You are currently working on a documentary on country music, an art form that has undeniably deep connections to Oklahoma’s historical and cultural identity. Why did you choose country music as a subject and will there be any Sooner State performers in the film?

We are interested in topics that help us answer the simple but illusive question: who are we as Americans? The Dust Bowl told the story of the greatest environmental cataclysm in American history. Country music, like Jazz, is a uniquely American art form and has the other advantage of being completely populated by fascinating characters as well as great music. Our focus will be on the 20th century, when the music finally started not just being performed on people’s porches or in churches and train yards, but started being recorded and broadcast over radio… and spreading. We take in into the 1990s.

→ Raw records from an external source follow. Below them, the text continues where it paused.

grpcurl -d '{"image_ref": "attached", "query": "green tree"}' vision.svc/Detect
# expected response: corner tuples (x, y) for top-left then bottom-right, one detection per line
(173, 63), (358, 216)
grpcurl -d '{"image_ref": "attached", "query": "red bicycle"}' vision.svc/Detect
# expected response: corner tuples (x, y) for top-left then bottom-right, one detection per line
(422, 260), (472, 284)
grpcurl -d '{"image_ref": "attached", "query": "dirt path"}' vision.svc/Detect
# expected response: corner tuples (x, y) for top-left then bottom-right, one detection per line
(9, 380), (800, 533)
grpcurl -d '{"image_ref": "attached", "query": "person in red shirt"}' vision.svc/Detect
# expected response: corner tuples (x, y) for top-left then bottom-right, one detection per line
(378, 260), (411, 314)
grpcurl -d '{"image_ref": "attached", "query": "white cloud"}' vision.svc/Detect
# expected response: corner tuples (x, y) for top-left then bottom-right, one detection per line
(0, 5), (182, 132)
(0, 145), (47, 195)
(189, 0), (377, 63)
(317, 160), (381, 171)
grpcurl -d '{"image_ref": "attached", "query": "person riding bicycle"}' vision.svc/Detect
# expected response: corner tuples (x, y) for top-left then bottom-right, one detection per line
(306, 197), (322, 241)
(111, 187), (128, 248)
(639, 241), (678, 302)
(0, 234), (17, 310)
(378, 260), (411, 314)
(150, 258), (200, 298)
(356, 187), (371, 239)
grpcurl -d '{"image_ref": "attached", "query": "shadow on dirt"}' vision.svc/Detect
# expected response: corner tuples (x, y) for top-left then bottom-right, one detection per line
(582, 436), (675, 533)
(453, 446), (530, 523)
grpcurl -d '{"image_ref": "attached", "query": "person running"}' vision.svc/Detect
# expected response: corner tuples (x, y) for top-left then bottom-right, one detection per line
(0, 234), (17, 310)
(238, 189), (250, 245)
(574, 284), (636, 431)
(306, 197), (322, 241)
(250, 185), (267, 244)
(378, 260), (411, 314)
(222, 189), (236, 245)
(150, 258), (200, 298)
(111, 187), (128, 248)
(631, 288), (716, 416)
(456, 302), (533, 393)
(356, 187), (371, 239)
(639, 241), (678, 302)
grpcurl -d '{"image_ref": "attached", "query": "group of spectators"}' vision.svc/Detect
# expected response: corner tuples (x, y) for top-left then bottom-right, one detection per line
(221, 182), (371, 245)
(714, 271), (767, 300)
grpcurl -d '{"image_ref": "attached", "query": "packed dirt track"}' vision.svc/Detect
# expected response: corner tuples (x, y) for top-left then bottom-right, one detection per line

The people who made that music for everyday people are completely fascinating. Wanda Jackson, Roy Clark, Gene Shepard, Vince Gill, Reba McIntyre, Garth Brooks, Jim Halsey, Roger Miller, Gene Autry, Bob Wills… Oklahoma will be very well represented in our film. There have been so many people born in or raised in or associated with Oklahoma who have had a profound impact on country music.

And now, since it is silly season, we must ask a question regarding presidential politics. You had an impressive early career in politics, specifically as a press secretary for two different Presidential campaigns during the 1980s. How do you think working on the Presidential trail has changed since your tenure?

I don’t know how impressive my resume is… both of the candidates I worked for lost. When I was on the campaign trail, there was no 24/7 cable news coverage of politics – that’s a big change. There were three networks, each of which would give five minutes twice at day to the campaign. There were no cell phones, so communicating with other people on the campaign was difficult. You planned your day around the news cycle to hit the evening news and tried to avoid gaffes. Now, particularly in this election, the boundaries have been dramatically expanded, in the wrong direction, about what people running for the highest office in the land, can say. There’s been a coarsening, as well, of the dialogue, I’m sad to say. But the main thing is the unrelenting pace of the campaign and the coverage.